Ketika korupsi dan penyelundupan meningkat, pemerintah mengambil tindakan tegas, seperti ekspedisi militer yang dipimpin oleh Wang Hong untuk mengalahkan Portugis. Ini menunjukkan upaya mereka untuk menegakkan hukum dan melindungi kepentingan negara.

Ketika aturan tertentu, seperti larangan kapal tribut, dianggap merugikan ekonomi lokal, pemerintah bersedia mencabutnya. Namun, ini juga menunjukkan tantangan dalam menjaga keseimbangan antara pendapatan dan keamanan.

Belajar dari Sejarah

Situasi dunia yang sedang berubah, di mana perang dagang semakin intensif, membutuhkan pendekatan yang tegas dan transparan dalam pengelolaan ekonomi dan pertahanan maka pemerintahan Indonesia yang dipimpin oleh Presiden Prabowo sudah tidak bisa beramah tamah lagi terhadap penyelundupan dan perilaku korupsi aparat yang terlibat dalam penyelundupan tersebut.

Menghadapi perubahan dunia yang sedang terjadi dan yang ramai sudah di prediksi oleh ahli pertahanan, bahwa perang dagang ini akan mengarah kepada terjadinya perang militer, maka perlu di lakukan 4 langkah strategis dalam bidang hukum yaitu antaranya

Pertama, perubahan terhadap aturan hukum yang menunjukkan sistem yang baik dalam menghadapi penyelundupan. Kedua, memastikan pajak  yang dikumpulkan di alokasikan juga untuk industri pertahanan.
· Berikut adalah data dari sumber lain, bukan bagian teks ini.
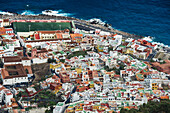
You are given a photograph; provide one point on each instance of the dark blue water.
(142, 17)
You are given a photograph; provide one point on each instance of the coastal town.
(71, 66)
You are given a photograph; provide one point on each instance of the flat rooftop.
(41, 26)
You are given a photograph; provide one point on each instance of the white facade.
(12, 81)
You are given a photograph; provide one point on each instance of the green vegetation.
(77, 53)
(51, 60)
(37, 26)
(162, 62)
(165, 86)
(62, 60)
(43, 99)
(1, 81)
(50, 110)
(151, 107)
(1, 64)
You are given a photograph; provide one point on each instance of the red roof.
(37, 36)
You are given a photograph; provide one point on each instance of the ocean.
(141, 17)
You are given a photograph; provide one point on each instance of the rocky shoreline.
(45, 17)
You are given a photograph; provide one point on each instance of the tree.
(1, 81)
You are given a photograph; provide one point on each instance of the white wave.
(55, 13)
(28, 12)
(5, 13)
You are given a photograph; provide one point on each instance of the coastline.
(45, 17)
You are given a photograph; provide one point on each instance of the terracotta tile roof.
(11, 59)
(13, 71)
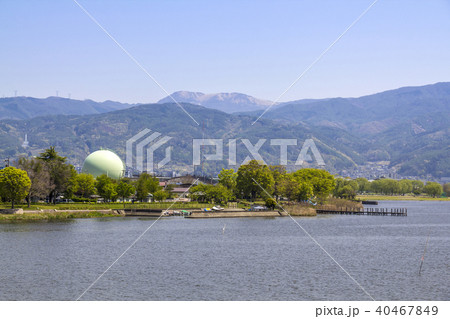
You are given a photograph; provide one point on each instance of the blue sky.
(254, 47)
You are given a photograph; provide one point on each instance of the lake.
(253, 259)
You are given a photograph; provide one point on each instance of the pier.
(365, 211)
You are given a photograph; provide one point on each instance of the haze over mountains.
(225, 102)
(28, 107)
(407, 128)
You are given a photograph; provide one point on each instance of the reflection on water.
(254, 259)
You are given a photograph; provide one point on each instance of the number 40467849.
(408, 310)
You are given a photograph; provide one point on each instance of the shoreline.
(399, 198)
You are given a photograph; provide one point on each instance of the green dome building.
(103, 162)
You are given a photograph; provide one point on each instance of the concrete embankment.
(234, 214)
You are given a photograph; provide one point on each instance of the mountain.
(225, 102)
(406, 130)
(28, 107)
(368, 115)
(77, 136)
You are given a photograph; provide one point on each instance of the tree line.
(49, 176)
(349, 188)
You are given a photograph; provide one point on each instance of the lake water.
(254, 259)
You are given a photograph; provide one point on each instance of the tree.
(270, 203)
(39, 177)
(106, 187)
(417, 187)
(321, 181)
(278, 173)
(447, 189)
(249, 176)
(294, 189)
(124, 189)
(60, 172)
(160, 195)
(218, 193)
(433, 189)
(227, 178)
(345, 188)
(145, 185)
(85, 185)
(405, 186)
(198, 193)
(14, 184)
(363, 184)
(110, 192)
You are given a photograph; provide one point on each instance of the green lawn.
(398, 197)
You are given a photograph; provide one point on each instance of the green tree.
(433, 189)
(85, 185)
(295, 189)
(125, 189)
(227, 178)
(405, 186)
(106, 187)
(145, 185)
(160, 195)
(249, 176)
(278, 173)
(447, 189)
(60, 172)
(218, 193)
(417, 187)
(321, 181)
(345, 188)
(110, 192)
(39, 177)
(363, 185)
(198, 193)
(270, 203)
(14, 184)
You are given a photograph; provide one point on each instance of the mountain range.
(21, 108)
(407, 129)
(225, 102)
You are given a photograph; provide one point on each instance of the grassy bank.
(398, 197)
(102, 206)
(300, 210)
(52, 216)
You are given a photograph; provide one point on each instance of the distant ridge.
(225, 102)
(22, 108)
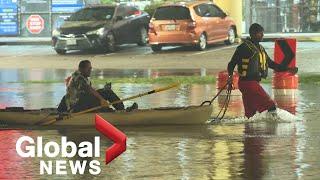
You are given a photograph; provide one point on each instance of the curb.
(16, 43)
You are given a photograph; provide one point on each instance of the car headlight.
(55, 32)
(97, 32)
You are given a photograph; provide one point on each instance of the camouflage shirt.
(77, 86)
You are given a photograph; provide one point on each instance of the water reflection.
(21, 75)
(238, 151)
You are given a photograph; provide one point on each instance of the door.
(220, 22)
(203, 10)
(121, 24)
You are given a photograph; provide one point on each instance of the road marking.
(307, 49)
(203, 52)
(104, 55)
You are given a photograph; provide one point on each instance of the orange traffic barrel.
(286, 99)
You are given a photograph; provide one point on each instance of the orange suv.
(195, 23)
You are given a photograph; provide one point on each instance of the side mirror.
(224, 15)
(119, 18)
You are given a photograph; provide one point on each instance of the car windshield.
(172, 13)
(93, 14)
Ketiga, tindakan tegas terukur menindak para penyelundup dan aparatur terlibat dan keempat, juga membuat aturan yang seimbang antara pengelolaan cukai pendapatan dan alokasi untuk peningkatan pertahanan.

Tanpa itu negara kita terperosok semakin dalam di gerogoti kejatuhan menghadapi perilaku penyelundupan yang semakin besar akibat perubahan dunia yang dipenuhi ketidakpastian dibawah bayang bayang perang dunia ke 3.